Identification of free-living nitrogen-fixing bacteria and their impact on growth promotion of non-legume crop plants

As a suitable alternative to chemical fertilizers, nitrogen-fixing microorganisms play a major role in maintaining soil fertility and thereby important for sustainable crop production. In the present investigation, out of 165 distinct bacterial morphotypes isolated from paddy soils, only 32 were positive for both ARA, and nifH gene screening. The ARA of the isolates ranged from 1.8 to 2844.7 nM ethylene h-1 mg protein-1. The 16S rRNA analysis identified the isolates to be members of 13 different genera viz. Bacillus, Pseudomonas, Paenibacillus, Serratia, Ochrobactrum, Lysinibacillus, Burkholderia, Brevundimonas, Herbaspirillum, Novosphingobium, Sphingomonas, Xanthomonas, and Azorhizobium. On the basis of ARA, 17 isolates were screened for multiple PGP traits, and evaluated for their inoculation effects on canola and rice plants. All of the isolates tested positive for ACC deaminase activity and production of IAA, and ammonia. Additionally, four of the isolates were able to solubilize P, five tested positive for Zn solubilization and S oxidation, and eight isolates produced siderophores. Based on the presence of multiple PGP traits, 10 isolates were further selected for inoculation studies. Treatment with Herbaspirillum sp. RFNB26 resulted in maximum root length (54.3%), SVI, and dry biomass in canola, whereas Paenibacillus sp. RFNB4 exhibited the lowest activity under gnotobiotic conditions. However under pot culture conditions, Paenibacillus sp.

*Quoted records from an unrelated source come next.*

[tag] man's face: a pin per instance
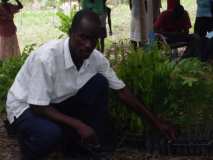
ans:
(84, 40)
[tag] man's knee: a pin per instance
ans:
(100, 81)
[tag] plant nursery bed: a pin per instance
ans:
(9, 150)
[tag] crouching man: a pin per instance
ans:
(60, 94)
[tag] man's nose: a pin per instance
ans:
(88, 43)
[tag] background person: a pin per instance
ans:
(174, 23)
(61, 93)
(8, 40)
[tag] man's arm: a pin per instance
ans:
(108, 10)
(19, 4)
(128, 98)
(85, 131)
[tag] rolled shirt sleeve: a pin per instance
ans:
(40, 84)
(106, 70)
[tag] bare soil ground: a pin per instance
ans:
(9, 150)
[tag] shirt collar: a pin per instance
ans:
(67, 56)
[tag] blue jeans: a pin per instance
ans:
(39, 136)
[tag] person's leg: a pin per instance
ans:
(134, 44)
(37, 136)
(203, 25)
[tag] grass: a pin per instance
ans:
(40, 26)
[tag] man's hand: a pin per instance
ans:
(87, 134)
(110, 33)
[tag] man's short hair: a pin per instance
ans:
(84, 14)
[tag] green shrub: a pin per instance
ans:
(180, 92)
(8, 70)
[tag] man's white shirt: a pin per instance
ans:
(50, 76)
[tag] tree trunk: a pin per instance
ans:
(146, 20)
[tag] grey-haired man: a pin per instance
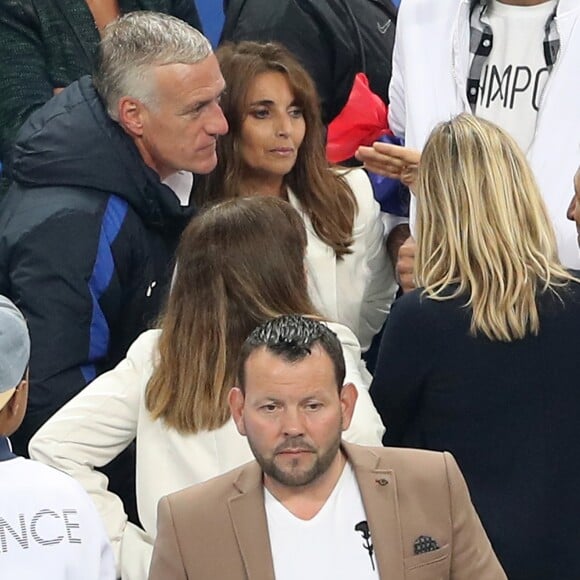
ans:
(101, 181)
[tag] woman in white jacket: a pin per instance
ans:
(275, 146)
(240, 263)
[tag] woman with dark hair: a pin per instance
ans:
(240, 264)
(482, 358)
(275, 147)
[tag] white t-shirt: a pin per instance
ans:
(334, 545)
(181, 183)
(515, 73)
(49, 527)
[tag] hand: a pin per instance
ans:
(391, 161)
(405, 268)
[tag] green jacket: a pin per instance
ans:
(47, 44)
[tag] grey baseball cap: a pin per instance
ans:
(14, 349)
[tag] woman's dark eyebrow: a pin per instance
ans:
(263, 102)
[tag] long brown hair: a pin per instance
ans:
(238, 264)
(324, 194)
(483, 230)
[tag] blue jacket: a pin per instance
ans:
(87, 235)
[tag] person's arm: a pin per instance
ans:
(94, 428)
(167, 561)
(26, 84)
(366, 427)
(402, 366)
(394, 161)
(380, 285)
(472, 555)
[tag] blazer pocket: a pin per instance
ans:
(437, 559)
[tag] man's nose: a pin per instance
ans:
(218, 124)
(292, 423)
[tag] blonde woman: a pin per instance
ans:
(240, 264)
(482, 359)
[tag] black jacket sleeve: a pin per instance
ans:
(402, 366)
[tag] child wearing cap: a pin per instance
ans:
(49, 527)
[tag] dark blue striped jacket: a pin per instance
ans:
(87, 237)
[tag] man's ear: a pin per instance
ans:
(19, 399)
(131, 115)
(348, 397)
(236, 401)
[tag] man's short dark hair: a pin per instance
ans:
(292, 337)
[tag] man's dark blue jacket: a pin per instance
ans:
(87, 236)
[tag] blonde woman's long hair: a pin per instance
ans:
(483, 231)
(238, 264)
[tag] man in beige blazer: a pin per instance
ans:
(292, 514)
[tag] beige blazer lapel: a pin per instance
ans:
(379, 495)
(248, 515)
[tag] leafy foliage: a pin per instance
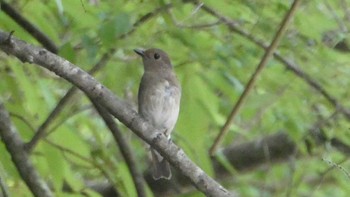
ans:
(213, 65)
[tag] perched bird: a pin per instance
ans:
(159, 101)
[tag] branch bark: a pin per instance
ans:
(20, 158)
(118, 108)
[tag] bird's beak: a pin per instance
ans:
(140, 52)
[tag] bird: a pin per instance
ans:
(159, 101)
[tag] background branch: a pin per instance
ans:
(269, 52)
(118, 108)
(14, 145)
(29, 27)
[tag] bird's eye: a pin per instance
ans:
(156, 56)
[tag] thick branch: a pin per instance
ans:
(121, 110)
(14, 145)
(124, 148)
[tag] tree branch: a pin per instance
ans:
(268, 54)
(20, 158)
(29, 27)
(118, 108)
(124, 149)
(232, 26)
(99, 65)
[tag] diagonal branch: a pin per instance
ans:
(29, 27)
(100, 64)
(268, 54)
(20, 158)
(118, 108)
(124, 148)
(289, 65)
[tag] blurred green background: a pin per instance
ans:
(213, 64)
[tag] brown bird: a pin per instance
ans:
(159, 101)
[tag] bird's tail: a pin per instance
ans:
(161, 167)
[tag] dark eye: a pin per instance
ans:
(156, 56)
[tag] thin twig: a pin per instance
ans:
(3, 187)
(29, 27)
(288, 64)
(268, 54)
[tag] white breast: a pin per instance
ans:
(163, 107)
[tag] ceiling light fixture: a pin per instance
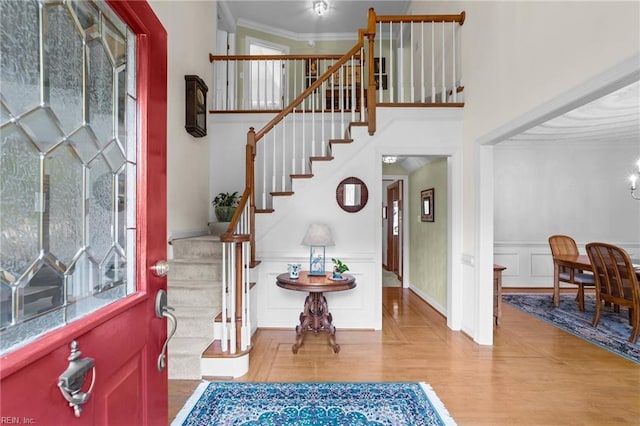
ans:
(635, 176)
(320, 7)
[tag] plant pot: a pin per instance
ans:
(224, 214)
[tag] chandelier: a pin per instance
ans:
(635, 177)
(320, 7)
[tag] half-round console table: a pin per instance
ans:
(316, 315)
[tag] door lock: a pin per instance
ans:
(70, 382)
(162, 311)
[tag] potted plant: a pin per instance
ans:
(338, 268)
(225, 205)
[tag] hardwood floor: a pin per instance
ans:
(534, 374)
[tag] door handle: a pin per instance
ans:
(162, 311)
(71, 380)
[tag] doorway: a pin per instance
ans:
(394, 228)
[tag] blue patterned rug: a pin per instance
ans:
(240, 403)
(612, 332)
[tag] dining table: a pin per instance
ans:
(580, 261)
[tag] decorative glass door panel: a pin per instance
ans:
(67, 164)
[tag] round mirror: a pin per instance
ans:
(352, 194)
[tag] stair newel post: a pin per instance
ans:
(239, 299)
(250, 156)
(371, 92)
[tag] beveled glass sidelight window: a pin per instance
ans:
(67, 164)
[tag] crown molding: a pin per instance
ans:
(295, 36)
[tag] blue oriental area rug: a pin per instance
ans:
(612, 332)
(240, 403)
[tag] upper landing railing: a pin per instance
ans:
(416, 59)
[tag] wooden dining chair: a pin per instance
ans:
(564, 244)
(616, 282)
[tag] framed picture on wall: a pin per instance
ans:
(427, 206)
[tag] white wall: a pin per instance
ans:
(515, 57)
(550, 188)
(358, 236)
(191, 28)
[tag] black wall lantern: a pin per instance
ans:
(195, 106)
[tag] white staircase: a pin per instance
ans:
(194, 290)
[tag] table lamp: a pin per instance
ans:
(318, 236)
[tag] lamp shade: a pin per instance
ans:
(318, 234)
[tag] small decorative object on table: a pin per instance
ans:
(338, 268)
(294, 270)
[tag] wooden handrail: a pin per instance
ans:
(271, 57)
(316, 84)
(423, 18)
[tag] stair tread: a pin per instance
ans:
(184, 346)
(212, 238)
(214, 350)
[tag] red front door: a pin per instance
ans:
(124, 338)
(394, 228)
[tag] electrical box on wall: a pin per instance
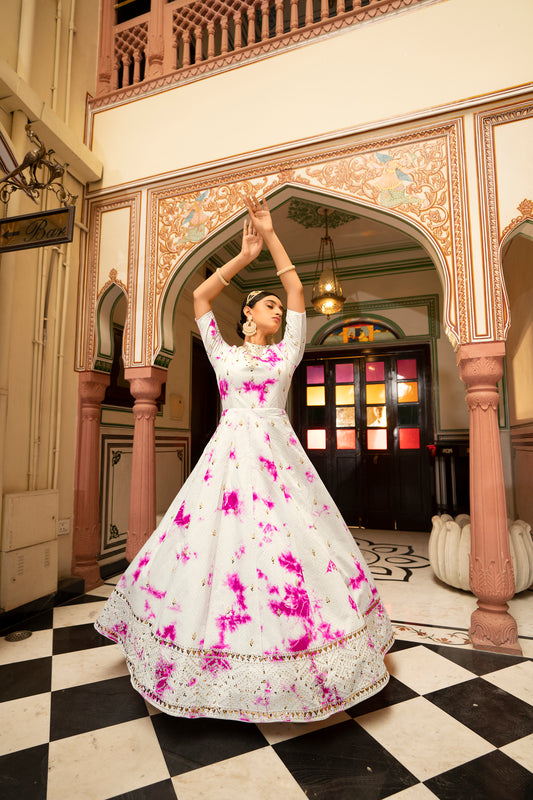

RFNB4 significantly increased plant height and dry biomass production. Canola plants and rhizosphere soils inoculated with Bacillus sp. RFNB6 exhibited significantly higher ARA. In greenhouse experiments, Serratia sp. RFNB18 increased rice plant height by 35.1%, Xanthomonas sp. RFNB24 enhanced biomass production by 84.6%, and rice rhizosphere soils inoculated with Herbaspirillum sp. RFNB26 exhibited the maximum ARA. Our findings indicate that most of the selected isolates possess multiple PGP properties that significantly improve the growth parameters of the two plants when tested under controlled conditions.